COMT was the first genes linked with development of psychosis and the use of cannabis, in particular in teenage populations 32. The mechanism is sound as COMT plays a critical role in the breakdown of dopmaine, with the rs460 SNP being linked with a 40% reduction in enzyme activity in those with the ‘A’ allele. The 2005 study by Caspi et al, showed a 10-fold increase in the risk of developing psychosis in those with the ‘G’ allele, with homozygotes fairing the worse. This effect was validated in a controlled trail where those carrying a ‘G’ allele were more likely to develop psychosis following exposure to THC 33.
However, subsequent studies have painted a less clear picture with several studies not finding any association 34 35 36, and other studies only finding an effect when associated with other environmental factors such as a history of childhood abuse 37 38
In those who regularly smoke cannabis there was a significant increase in the risk of developing psychosis, especially in those carrying two copies of the risk ‘C’ allele where a seven fold increase in risk was reported. AKT1 is known to respond to dopamine 39, and THC has been shown to induce dopamine release 40, and also activate AKT1 through the CB1 and CB2 receptors. The authors hypothesise that the ‘C’ allele of of AKT1 leads a reduced responsiveness to dopamine. Therefore when cannabis is used, THC stimulates dopamine release. This dopamine remains active for longer periods in those carrying the risk ‘C’ allele, as it is not processed as efficiently. Importantly, dopamine remaining active for long periods without processing has been associated with the development of psychotic symptoms 41.
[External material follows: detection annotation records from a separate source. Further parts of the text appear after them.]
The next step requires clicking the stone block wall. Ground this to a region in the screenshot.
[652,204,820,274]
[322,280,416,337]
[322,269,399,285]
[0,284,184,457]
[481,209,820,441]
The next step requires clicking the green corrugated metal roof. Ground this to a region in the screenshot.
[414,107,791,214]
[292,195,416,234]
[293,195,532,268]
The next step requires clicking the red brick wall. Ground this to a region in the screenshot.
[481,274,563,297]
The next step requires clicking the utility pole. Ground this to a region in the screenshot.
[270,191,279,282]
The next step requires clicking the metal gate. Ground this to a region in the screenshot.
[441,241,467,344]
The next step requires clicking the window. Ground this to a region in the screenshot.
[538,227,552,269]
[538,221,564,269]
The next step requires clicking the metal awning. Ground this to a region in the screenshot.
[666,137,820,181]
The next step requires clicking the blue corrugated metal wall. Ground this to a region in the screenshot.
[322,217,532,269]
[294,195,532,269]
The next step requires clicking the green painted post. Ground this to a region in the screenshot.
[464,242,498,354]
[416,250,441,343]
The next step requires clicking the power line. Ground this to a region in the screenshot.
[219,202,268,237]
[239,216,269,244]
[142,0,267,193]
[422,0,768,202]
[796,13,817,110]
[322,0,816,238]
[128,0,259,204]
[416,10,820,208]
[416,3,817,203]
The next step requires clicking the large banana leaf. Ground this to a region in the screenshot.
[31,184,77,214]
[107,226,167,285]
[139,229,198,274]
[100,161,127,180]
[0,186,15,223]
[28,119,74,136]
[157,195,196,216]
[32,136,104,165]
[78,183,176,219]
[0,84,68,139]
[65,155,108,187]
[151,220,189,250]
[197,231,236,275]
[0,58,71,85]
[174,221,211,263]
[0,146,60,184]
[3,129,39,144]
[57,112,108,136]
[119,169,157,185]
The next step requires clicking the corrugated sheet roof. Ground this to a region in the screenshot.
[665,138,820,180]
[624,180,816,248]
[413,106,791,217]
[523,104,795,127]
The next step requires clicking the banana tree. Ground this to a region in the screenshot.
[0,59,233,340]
To wrap up, there is consistent evidence of an association between cannabis use and the development of psychosis, although this is modulated by a whole host of other factors making it difficult to assign a total risk. Those with a family history of psychosis should strongly consider avoiding cannabis, and exposure should definitely be limited to adult populations. At the genetic level there is some clear evidence for the involvement of SNPs in ATK1 and COMT and carriers may wish to consider their use of cannabis.
An important step for everyone, would be to avoid synthetic forms of THC entirely if you want to then use a cannabis strain with a lower THC content, and this step should hopefully become easier as cannabis is legalized in more states and countries. CBD as a supplement has shown a high level of tolerance with low levels of adverse reactions, but as with any supplementation, the best way is to start small and work up to a higher dose (within recommendations).
As ever, happy to hear thoughts and inputs as recognize that this is quite an interesting topic, so hearing your feedback would be great.